Richard Bull made over 100 film and TV appearances in his long career, none so notable as his roles as Doc on Voyage to the Bottom of the Sea and Nels Olesen on Little House on the Prairie.
But despite his storied career, Bull actually fell into acting by accident. He and a friend attended the Goodman Theater School as seniors in high school, but within two weeks, his friend dropped out. “I never gave a serious consideration about becoming an actor,” Bull has said, “but I was hooked.”
He went on to have a long, impressive career in film and television. But what were his biggest, most memorable roles?
Richard Bull’s Film Roles
His first role was a two-line part in The Greatest Story Ever Told, but director George Stevens thought he was a great talent. This recommendation from Stevens led to a role as FBI agent Eric Cavanaugh in 1965’s The Satan Bug. Bull claimed that first role in The Greatest Story opened many doors for him in the acting world.
He also had a role in The Andromeda Strain in 1971 as an Air Force Major, as well as in High Planes Drifter in 1973 as Asa Goodwin. He had bit parts in 1967’s Hour of the Gun, about Wyatt Earp and Doc Holliday’s gunfight at the O.K. Corral; 1968’s The Thomas Crown Affair, the story of a thief’s and insurance agent’s cat-and-mouse romance; and in 1968’s The Stalking Moon, about an Army scout and a white woman he finds living among an Apache tribe.

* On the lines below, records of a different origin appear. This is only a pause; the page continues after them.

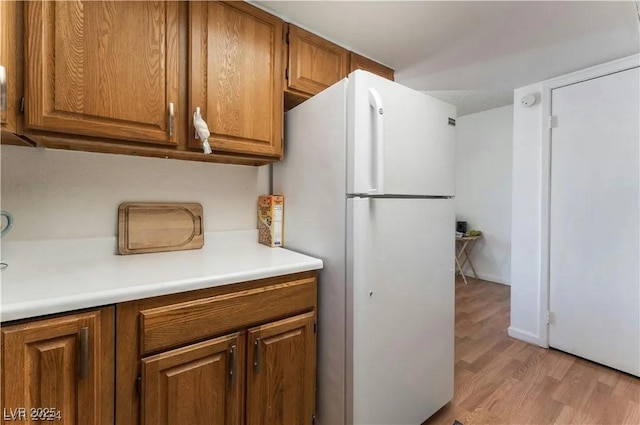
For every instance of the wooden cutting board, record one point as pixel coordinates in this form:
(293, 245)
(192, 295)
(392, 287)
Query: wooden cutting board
(156, 227)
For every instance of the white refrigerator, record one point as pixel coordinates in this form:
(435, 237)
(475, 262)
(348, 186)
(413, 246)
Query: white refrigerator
(368, 180)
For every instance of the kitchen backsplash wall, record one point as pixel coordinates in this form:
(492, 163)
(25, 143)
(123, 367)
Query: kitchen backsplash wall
(66, 194)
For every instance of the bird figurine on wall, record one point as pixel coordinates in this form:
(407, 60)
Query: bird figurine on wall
(202, 131)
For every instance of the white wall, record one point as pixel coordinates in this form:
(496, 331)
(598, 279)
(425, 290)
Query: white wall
(530, 202)
(526, 217)
(483, 187)
(66, 194)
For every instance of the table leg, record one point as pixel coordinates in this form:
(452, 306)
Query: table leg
(461, 255)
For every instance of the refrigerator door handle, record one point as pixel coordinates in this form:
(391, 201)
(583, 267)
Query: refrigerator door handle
(375, 101)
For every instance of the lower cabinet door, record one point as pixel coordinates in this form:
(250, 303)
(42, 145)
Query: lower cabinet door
(201, 384)
(281, 372)
(59, 370)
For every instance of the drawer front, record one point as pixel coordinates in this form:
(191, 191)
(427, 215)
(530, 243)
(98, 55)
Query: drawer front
(182, 323)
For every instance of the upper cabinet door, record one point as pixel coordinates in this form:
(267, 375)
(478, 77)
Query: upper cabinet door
(360, 62)
(236, 77)
(106, 69)
(314, 63)
(8, 61)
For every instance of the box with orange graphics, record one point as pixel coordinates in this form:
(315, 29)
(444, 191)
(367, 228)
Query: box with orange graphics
(270, 220)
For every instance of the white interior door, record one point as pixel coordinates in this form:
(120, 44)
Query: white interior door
(400, 309)
(594, 222)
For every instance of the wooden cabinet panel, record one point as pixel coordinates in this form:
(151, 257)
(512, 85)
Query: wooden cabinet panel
(236, 77)
(175, 324)
(360, 62)
(65, 364)
(106, 69)
(10, 43)
(313, 63)
(202, 384)
(281, 372)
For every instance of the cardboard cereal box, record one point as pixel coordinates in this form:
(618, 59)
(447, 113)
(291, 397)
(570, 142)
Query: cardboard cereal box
(270, 220)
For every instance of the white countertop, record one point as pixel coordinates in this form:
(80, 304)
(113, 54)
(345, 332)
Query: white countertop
(53, 276)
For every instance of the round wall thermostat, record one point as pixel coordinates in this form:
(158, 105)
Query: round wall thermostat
(528, 100)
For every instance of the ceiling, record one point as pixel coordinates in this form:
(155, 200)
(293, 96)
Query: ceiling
(473, 48)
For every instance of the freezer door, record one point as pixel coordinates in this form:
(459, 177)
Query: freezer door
(400, 309)
(400, 141)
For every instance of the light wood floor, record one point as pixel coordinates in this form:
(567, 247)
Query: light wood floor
(500, 380)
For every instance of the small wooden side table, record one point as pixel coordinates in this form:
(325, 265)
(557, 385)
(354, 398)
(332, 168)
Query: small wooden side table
(464, 246)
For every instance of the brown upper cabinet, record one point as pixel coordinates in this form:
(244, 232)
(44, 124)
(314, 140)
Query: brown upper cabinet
(106, 69)
(360, 62)
(313, 63)
(236, 77)
(11, 73)
(8, 62)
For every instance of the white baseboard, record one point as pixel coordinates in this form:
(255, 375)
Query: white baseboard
(488, 277)
(525, 336)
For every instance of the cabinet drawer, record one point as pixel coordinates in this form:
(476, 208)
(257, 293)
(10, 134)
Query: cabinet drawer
(182, 323)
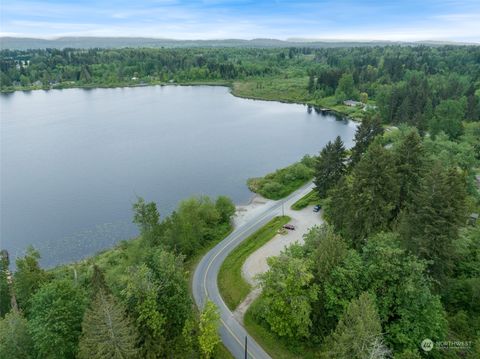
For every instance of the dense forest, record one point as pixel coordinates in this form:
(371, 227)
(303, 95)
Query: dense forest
(405, 84)
(397, 262)
(398, 259)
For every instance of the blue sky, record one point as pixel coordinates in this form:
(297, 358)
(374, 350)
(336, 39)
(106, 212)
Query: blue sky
(454, 20)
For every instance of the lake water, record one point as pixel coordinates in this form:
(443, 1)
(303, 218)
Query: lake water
(73, 161)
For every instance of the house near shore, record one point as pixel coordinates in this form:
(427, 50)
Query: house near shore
(352, 103)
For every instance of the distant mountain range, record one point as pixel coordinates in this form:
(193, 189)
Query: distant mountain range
(21, 43)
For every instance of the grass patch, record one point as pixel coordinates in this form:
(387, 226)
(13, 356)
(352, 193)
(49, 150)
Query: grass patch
(310, 198)
(293, 89)
(223, 353)
(272, 344)
(231, 284)
(284, 181)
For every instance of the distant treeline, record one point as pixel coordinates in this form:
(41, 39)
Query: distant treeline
(404, 84)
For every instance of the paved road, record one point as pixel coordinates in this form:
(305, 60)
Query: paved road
(205, 279)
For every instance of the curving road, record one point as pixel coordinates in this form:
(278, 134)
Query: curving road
(205, 278)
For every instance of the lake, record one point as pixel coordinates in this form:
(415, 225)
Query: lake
(73, 161)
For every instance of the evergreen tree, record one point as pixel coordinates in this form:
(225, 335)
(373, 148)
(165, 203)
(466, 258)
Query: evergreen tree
(106, 331)
(330, 166)
(370, 128)
(5, 297)
(448, 118)
(28, 278)
(311, 84)
(56, 319)
(433, 219)
(146, 216)
(15, 341)
(140, 295)
(409, 160)
(374, 194)
(287, 296)
(358, 333)
(208, 330)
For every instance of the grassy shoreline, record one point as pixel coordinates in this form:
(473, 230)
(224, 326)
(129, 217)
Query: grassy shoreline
(231, 284)
(265, 338)
(232, 85)
(310, 198)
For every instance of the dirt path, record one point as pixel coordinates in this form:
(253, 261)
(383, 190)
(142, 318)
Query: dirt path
(256, 263)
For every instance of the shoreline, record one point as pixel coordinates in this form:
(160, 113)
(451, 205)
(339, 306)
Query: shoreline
(228, 84)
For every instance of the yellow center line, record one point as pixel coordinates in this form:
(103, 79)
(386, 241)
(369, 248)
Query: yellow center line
(211, 262)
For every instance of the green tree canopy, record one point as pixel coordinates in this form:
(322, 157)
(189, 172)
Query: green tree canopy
(287, 297)
(330, 166)
(28, 278)
(55, 323)
(15, 340)
(208, 330)
(106, 330)
(358, 334)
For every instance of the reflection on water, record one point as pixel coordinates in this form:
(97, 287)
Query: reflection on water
(73, 161)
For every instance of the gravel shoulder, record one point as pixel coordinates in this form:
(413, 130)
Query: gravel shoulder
(302, 220)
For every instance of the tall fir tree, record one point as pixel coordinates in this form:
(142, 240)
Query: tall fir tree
(5, 293)
(208, 330)
(370, 128)
(410, 164)
(432, 221)
(373, 195)
(106, 330)
(330, 166)
(358, 334)
(15, 340)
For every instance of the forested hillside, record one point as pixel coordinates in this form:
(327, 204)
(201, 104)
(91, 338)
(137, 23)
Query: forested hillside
(398, 259)
(406, 84)
(397, 262)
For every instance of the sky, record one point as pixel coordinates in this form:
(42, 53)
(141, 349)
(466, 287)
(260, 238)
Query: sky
(400, 20)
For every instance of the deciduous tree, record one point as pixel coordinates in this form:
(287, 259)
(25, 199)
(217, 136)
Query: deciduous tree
(208, 338)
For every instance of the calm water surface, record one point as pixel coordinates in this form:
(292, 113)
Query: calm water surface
(73, 161)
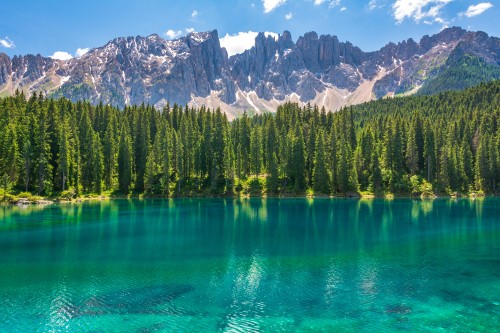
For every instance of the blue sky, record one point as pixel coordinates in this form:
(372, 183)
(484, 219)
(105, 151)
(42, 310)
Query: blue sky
(68, 28)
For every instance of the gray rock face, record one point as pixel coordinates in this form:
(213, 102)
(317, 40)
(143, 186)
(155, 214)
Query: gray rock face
(150, 69)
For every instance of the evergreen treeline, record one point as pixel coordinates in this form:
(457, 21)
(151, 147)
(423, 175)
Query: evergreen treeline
(444, 143)
(461, 72)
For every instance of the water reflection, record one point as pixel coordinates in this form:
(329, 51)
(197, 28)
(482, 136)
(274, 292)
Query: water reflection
(249, 264)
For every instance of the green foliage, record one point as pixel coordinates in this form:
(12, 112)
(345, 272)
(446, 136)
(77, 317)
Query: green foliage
(448, 142)
(460, 73)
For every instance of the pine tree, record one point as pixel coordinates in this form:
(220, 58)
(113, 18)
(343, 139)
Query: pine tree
(97, 163)
(64, 156)
(255, 152)
(376, 181)
(321, 178)
(110, 152)
(298, 160)
(272, 173)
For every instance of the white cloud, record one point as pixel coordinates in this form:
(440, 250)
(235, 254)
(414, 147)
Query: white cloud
(270, 5)
(172, 34)
(418, 9)
(375, 4)
(241, 41)
(61, 55)
(81, 51)
(475, 10)
(7, 43)
(334, 3)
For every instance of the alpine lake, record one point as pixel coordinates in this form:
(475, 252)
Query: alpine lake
(251, 265)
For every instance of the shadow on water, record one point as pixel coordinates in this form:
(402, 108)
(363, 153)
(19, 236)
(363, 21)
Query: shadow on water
(143, 300)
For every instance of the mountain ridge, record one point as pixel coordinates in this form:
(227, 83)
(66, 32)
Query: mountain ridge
(196, 70)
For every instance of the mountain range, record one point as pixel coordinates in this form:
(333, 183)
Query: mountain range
(196, 70)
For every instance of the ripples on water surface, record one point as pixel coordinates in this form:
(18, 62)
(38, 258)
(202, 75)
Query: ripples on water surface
(215, 265)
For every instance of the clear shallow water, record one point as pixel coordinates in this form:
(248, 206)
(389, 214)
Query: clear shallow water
(215, 265)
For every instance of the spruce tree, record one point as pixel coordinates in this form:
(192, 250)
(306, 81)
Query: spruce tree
(321, 178)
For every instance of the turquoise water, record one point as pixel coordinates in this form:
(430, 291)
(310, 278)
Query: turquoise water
(216, 265)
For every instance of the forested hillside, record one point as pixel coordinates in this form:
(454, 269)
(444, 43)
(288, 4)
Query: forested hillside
(443, 143)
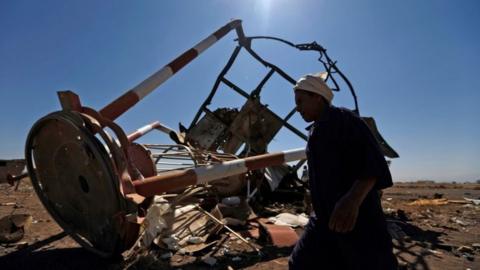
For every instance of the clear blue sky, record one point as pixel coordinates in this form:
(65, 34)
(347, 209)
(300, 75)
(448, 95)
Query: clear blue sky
(414, 65)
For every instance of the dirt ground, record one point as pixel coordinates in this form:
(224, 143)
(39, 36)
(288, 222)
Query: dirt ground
(443, 236)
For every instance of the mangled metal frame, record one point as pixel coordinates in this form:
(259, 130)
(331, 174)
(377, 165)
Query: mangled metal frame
(97, 183)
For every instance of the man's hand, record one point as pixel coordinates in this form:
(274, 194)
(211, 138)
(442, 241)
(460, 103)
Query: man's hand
(344, 215)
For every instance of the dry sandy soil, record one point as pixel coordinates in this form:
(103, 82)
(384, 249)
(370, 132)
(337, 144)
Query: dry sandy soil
(429, 236)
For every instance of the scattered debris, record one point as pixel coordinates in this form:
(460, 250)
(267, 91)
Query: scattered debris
(287, 219)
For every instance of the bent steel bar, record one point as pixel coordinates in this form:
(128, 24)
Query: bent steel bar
(130, 98)
(201, 175)
(146, 129)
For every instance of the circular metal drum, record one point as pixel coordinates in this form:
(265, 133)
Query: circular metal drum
(73, 176)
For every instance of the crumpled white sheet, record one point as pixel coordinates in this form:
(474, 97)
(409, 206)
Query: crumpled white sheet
(287, 219)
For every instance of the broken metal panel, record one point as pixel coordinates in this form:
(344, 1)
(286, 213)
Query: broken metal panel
(255, 125)
(206, 133)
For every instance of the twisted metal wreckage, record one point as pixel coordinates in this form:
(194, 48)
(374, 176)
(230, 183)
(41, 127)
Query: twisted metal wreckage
(100, 185)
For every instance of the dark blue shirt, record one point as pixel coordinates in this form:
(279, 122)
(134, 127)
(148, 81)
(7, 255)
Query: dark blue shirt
(341, 149)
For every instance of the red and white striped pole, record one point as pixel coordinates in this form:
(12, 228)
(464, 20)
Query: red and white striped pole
(146, 129)
(133, 96)
(178, 179)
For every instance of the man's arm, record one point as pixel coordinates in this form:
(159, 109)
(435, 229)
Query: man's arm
(345, 214)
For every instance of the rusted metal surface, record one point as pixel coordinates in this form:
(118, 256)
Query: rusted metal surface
(75, 180)
(83, 165)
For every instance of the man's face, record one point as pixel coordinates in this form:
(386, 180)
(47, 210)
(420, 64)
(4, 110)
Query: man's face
(309, 105)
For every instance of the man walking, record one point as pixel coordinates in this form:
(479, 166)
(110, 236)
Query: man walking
(346, 171)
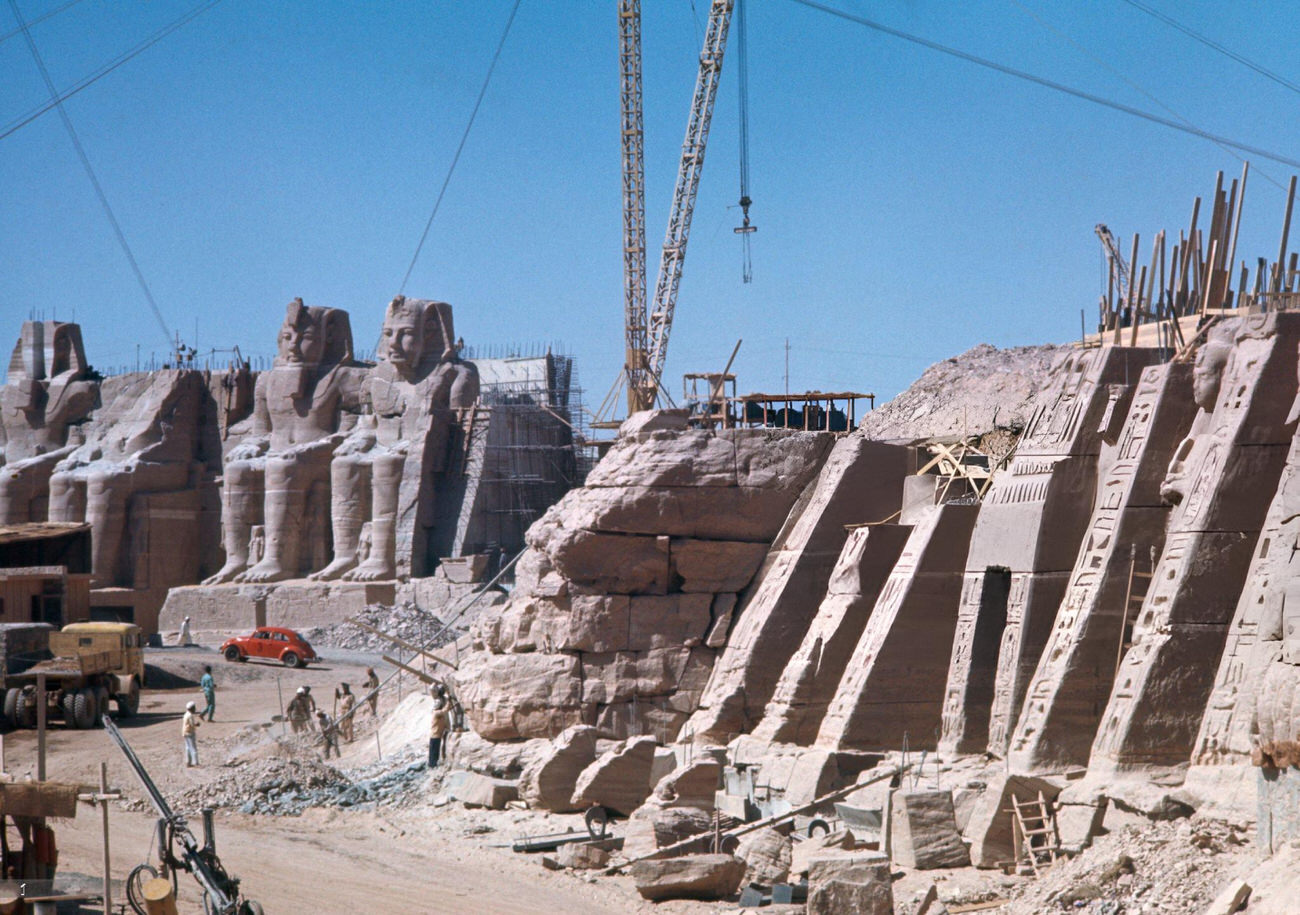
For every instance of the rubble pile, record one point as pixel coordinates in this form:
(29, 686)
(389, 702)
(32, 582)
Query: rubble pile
(403, 620)
(1145, 867)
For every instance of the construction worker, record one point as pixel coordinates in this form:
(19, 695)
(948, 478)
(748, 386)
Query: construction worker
(310, 705)
(190, 732)
(346, 703)
(372, 690)
(329, 733)
(438, 728)
(209, 692)
(298, 711)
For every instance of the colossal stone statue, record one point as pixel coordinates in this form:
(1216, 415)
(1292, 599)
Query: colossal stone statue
(143, 439)
(381, 473)
(299, 417)
(46, 393)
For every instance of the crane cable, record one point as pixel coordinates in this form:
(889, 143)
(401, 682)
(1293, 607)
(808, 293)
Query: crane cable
(464, 137)
(1044, 82)
(90, 172)
(745, 229)
(24, 120)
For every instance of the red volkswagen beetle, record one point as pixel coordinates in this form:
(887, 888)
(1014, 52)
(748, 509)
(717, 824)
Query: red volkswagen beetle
(273, 644)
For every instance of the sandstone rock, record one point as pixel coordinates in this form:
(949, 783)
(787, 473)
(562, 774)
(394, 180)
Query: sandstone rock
(767, 857)
(480, 790)
(714, 566)
(924, 831)
(620, 779)
(651, 827)
(850, 883)
(654, 420)
(692, 785)
(804, 853)
(689, 877)
(549, 781)
(1231, 900)
(583, 857)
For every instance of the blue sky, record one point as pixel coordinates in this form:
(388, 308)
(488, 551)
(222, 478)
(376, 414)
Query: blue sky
(909, 206)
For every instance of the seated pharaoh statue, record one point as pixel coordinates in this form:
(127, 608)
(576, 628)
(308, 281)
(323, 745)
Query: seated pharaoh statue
(1184, 468)
(381, 475)
(48, 390)
(143, 439)
(278, 475)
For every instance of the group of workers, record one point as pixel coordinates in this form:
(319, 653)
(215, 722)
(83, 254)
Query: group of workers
(304, 716)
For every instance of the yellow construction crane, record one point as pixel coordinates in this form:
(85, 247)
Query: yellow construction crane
(646, 326)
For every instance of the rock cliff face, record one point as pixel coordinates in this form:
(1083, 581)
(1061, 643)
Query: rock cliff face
(629, 584)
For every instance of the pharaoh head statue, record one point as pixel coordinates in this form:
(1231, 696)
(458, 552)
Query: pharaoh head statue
(313, 337)
(1208, 372)
(416, 335)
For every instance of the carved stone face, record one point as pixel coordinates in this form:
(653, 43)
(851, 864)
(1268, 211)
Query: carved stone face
(402, 338)
(302, 338)
(1208, 374)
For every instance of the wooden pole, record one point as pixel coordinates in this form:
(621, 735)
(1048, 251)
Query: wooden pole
(1286, 230)
(40, 727)
(103, 812)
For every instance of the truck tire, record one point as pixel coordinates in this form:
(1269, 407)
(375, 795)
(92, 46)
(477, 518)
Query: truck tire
(103, 706)
(129, 702)
(25, 710)
(85, 706)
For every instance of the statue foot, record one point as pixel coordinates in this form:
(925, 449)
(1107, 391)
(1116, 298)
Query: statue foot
(226, 575)
(334, 569)
(263, 572)
(371, 571)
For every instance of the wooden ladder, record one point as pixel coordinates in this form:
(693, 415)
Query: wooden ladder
(1035, 832)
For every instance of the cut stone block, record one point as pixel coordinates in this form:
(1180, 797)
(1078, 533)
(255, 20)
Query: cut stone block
(850, 883)
(924, 831)
(689, 877)
(620, 779)
(547, 783)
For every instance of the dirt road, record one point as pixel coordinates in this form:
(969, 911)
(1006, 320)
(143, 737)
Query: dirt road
(410, 858)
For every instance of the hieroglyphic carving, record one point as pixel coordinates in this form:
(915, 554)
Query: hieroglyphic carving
(1221, 480)
(1066, 694)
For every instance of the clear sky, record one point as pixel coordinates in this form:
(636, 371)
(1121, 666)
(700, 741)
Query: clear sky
(910, 206)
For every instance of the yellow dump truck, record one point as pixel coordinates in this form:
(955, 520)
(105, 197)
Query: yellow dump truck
(86, 667)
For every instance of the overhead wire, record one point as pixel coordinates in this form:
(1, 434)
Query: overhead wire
(1210, 43)
(1044, 82)
(1103, 63)
(40, 18)
(460, 147)
(24, 120)
(90, 172)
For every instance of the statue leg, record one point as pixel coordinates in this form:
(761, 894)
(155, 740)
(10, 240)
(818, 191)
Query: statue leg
(66, 498)
(285, 504)
(385, 484)
(241, 504)
(350, 488)
(105, 510)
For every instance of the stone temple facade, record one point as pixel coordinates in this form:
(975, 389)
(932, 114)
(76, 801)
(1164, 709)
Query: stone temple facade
(1118, 601)
(229, 491)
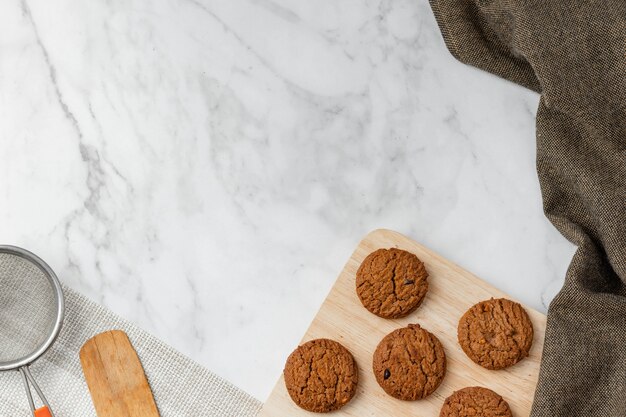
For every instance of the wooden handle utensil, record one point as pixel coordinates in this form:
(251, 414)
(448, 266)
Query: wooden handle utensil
(116, 378)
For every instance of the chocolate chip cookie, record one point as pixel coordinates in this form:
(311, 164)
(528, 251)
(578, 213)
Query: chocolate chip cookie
(321, 376)
(391, 283)
(496, 333)
(409, 363)
(474, 402)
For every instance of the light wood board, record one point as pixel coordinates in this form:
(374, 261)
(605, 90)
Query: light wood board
(452, 291)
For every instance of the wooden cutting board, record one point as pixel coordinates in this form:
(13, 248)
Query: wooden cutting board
(452, 291)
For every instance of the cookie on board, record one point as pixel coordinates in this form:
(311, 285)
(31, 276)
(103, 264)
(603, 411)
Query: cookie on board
(496, 333)
(409, 363)
(321, 376)
(391, 283)
(474, 402)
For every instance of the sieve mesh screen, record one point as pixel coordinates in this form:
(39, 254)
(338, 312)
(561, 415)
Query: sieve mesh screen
(27, 307)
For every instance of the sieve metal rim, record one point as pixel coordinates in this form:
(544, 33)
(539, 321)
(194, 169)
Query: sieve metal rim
(60, 304)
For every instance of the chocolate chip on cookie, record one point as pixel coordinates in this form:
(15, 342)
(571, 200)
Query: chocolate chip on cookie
(473, 402)
(321, 376)
(391, 283)
(496, 333)
(409, 363)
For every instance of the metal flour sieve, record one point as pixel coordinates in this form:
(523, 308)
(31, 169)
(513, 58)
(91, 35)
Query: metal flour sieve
(31, 315)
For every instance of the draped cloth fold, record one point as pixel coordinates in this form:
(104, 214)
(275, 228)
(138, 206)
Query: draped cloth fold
(574, 54)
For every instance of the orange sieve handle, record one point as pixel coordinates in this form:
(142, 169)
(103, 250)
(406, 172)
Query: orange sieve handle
(43, 412)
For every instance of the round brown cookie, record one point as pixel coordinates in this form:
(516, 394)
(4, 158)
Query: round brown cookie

In 1978 he had a role in A Different Story starring Perry King and Meg Foster, and then didn’t have a movie role again until 2000. Instead, he mostly had parts in television through the 80s and 90s.
Bull’s Biggest Roles Were in Television
Richard Bull had guest roles on Gunsmoke and My Three Sons in 1962. In 1964, he starred in various episodes of Irwin Allen’s Voyage to the Bottom of the Sea as the Doctor, or simply Doc. The show lasted from 1964 to 1968 and followed the crew of the nuclear submarine the S.S.R.N Seaview as it attempted to fulfill its mission to protect Earth from threats domestic and extraterrestrial.
In 1965 and 1966, Bull’s career really started to take off; he had guest roles on Mission: Impossible, Mannix in which he played 4 different characters over 7 episodes, Gomer Pyle, USMC, Bonanza, and Columbo.
But it was in Little House on the Prairie in 1974 that he really found his footing. Bull played Nels Olesen, who ran a frontier shop with his overbearing wife and their two children. Bull actually felt a deep sympathy for his character, saying, I sometimes feel sorry for Nels Oleson. I couldn’t take some of the things he does.”
Olesen put up with a lot from his nit-picky wife Harriet, and he seemed to turn into a buffoon in her presence. But, he endured, and Richard Bull enjoyed playing the role and especially working with Michael Landon. He has said that is was a “pleasure” to work with Landon, and that he made the experience “relaxed and fun.”